Ofcom’s pay-TV enquiry has entered a new phase, but Julian Clover would rather curl up with a good book.
It was curious that when Ofcom published its latest statements as part of the ongoing pay-TV review it was a nine-month old proposal that hit the headlines. The idea of a regulated wholesaling of Sky’s premium movie and sports channels was first raised last September. Sky of course already has a wholesale offer, but one that like so many things Osterley, Virgin Media has taken a disliking to. It says there is no profit in retailing Sky Sports and Sky Movies, though if it were to drop the channels many subscribers would no doubt look elsewhere.
Virgin was one of the four parties, the others being BT, Top Up TV and Setanta, who called on the regulator Ofcom to launch a market investigation into the pay-TV industry. In a where were you when Kennedy was shot kind of moment, I can tell you where I was, having just attended a briefing on the launch of Freeview+. The PVR product has now notched up one million sales, an achievement in itself, but this was March 20, 2007.
The Labour administration that has formed the British government since 1997 is sometimes ridiculed for its pre-occupation with consultants, and normally condemned for not having enquiries, but surely this is currently the longest running investigation in British public life? As a card carrying NUJ member I shouldn’t complain, but I’m not just thinking of myself.

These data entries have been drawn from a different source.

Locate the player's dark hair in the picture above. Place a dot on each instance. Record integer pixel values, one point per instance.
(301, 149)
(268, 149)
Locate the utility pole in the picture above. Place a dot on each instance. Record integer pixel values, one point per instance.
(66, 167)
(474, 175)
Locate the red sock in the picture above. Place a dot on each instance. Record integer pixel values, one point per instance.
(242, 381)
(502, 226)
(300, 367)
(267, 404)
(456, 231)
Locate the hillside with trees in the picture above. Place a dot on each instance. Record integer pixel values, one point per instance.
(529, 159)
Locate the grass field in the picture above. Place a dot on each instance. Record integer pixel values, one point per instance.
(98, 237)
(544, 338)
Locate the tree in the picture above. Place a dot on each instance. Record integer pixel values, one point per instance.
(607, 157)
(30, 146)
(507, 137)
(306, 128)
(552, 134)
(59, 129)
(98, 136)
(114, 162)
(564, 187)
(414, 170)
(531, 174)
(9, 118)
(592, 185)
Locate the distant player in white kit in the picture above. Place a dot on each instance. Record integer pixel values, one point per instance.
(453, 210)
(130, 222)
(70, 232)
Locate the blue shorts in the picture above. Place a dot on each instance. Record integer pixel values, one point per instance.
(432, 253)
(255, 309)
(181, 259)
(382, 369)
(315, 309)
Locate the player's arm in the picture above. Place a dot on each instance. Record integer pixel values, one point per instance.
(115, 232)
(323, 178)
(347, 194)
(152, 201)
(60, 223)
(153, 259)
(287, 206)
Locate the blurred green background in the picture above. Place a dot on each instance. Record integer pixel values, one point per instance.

The outcome of the enquiry could take even longer. Sky has raised the prospect of challenging any outcome in the courts and is already mounting a stern defence. Sky COO Mike Darcey this week talked about the investment that could be at risk if Ofcom pursued its proposals to reduce the Sky wholesale ratecard by 30%. He described the move as being a subsidy, at Sky’s expense, for BT and Virgin Media “two companies which have shown very little appetite for content investments of their own”.
There lies the rub; the two most successful multichannel TV providers in the UK are arguably Sky and UKTV, both of whom have invested in original content for their audience, albeit at different levels. While I can still dream that UKTV will make a new series of Softly, Softly Task Force, there has been a new series of sci-fi comedy Red Dwarf and more than half the content of the Good Food Channel is original content. The success of the multichannel services spun out of the PSBs is half due to brand and half down to the creation of new programmes.
Darcey highlighted Martina Cole’s The Take, a recent Sky One original drama, and something of a departure for the channel whose previous dramas have largely been football or fantasy. The value to Sky of something like The Take or The Hogfather cannot be underestimated.
Ofcom will in time draw its conclusions on the acquisition of sports and movie rights, but there’s plenty of good books out there waiting to be filmed.